Chabad of East Boca Raton, whose attempts to build an expanded shul and community center have been stymied by nearly 10 years of legal challenges, won the right to continue with its plans in a decision handed down by a Florida federal appeals court.
Several national Orthodox organizations had taken an interest and submitted briefs in the case as they felt the plaintiff’s arguments threatened laws protecting religious land use around the country.
The three judge panel steered clear of the cases’ broader implications, but unanimously declared the challenge to be “moot,” given that Chabad’s plans have been put on hold pending other unrelated litigation.
Daniel Blomberg, counsel at Becket, a public-interest law firm that advocates for religious liberties and which is co-representing Chabad as interveners in the case alongside the City of Boca Raton, said that despite the technical grounds of the dismissal, the ruling has much value.
“Practically speaking, it shuts down litigation that sought not only to permanently prevent Chabad from building, but to repeal the city’s ordinance that gave houses of worship equal treatment; the court rejected both of those requests,” he told Hamodia.
The Chabad house, under the leadership of Rabbi Ruvi New, has been trying to build larger facilities for the past decade. In 2015, the city unanimously approved Chabad’s plans by making an adjustment to the zoning laws, broadening “places of assembly” to include “houses of worship” as well.
The city of Boca Raton was quickly hit with a lawsuit on behalf of residents Gerald Gagliardi and Kathleen MacDougall, who said they would be injured by the traffic they claim the shul would bring, as well as its likelihood of “alter[ing] the beach-oriented, relaxed, and low-intensity character of Seaside Village.” Their claims built on a wave of grassroots resistance that had vocally opposed Chabad’s plans at public meetings and online forums.
Several supporters of the Chabad argued that opposition was rooted in anti-Orthodox animus, and cited several large commercial entities in the vicinity, claiming that the construction of a shul was unlikely to be a major factor in the neighborhood’s congestion.
Their suit, which before coming before the 11th Circuit Court of Appeals had been rejected twice by lower courts, argued that Boca Raton had violated the Constitution’s establishment clause by directing city employees to find a way to accommodate Chabad’s plans.
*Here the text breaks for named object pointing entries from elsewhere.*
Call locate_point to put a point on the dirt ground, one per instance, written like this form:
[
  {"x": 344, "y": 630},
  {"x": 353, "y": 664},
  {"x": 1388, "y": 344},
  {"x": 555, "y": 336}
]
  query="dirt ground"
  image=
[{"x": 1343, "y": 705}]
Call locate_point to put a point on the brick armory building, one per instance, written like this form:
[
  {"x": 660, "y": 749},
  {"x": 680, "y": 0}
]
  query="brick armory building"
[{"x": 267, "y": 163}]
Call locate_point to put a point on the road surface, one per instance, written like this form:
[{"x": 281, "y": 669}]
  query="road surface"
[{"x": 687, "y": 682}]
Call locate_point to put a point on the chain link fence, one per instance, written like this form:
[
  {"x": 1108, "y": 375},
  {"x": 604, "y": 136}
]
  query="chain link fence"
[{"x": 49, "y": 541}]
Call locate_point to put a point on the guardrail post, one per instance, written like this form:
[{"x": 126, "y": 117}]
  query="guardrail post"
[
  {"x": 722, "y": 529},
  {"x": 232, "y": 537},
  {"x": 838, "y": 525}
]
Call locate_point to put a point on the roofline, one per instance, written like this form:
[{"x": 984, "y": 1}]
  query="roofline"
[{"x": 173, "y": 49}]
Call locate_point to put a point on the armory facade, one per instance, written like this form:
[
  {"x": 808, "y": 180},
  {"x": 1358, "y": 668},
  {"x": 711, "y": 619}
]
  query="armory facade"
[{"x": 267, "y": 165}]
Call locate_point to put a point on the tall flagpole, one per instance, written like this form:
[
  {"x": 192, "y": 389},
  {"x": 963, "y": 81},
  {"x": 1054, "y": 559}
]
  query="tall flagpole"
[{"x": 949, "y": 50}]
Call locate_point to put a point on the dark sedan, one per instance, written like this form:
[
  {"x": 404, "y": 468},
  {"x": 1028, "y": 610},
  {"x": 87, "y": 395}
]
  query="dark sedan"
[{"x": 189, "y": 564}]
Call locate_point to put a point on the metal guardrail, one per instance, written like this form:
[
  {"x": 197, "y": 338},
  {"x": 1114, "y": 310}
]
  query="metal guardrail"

They claimed that even though the project was not active, the zoning change made for them was conceived as part of “illegal collusion” between Chabad and the city.
In a court hearing in February, the three-judge panel expressed skepticism over both the constitutional and technical arguments offered by attorney Marci Hamilton, who represented the plaintiffs. Mrs. Hamilton is a New York-based legal scholar with a history of advocating against the expansion of rights for religious groups.
A support brief by Agudath Israel of America, Chabad-Lubavitch World Headquarters, the Orthodox Union, the Rabbinical Council of America and several other groups had taken issue with the plaintiff’s case, arguing that “the First Amendment was never intended to make America inhospitable to religious practitioners.”
Despite the varied nature of the written and oral arguments, the court’s decision was made purely on the grounds that Mr. Gagliardi’s and Mrs. MacDougall’s case is not applicable, given the fact that Chabad’s plans are presently on hold. As such, should Chabad’s plans move forward, they would remain liable to a challenge based on the points left unaddressed by the court.
Rabbi Moshe Matz, executive director of Agudath Israel’s Florida division, welcomed the decision and hoped that it would mark an end to Chabad’s legal battles.
“We are very pleased that Chabad of Boca Raton has won this third round in court and will be able to operate a synagogue without further interference,” he said. “We hope that this ruling will send a message to localities throughout the country that federal law protects the rights of religious institutions to not be discriminated against in land-use decisions.”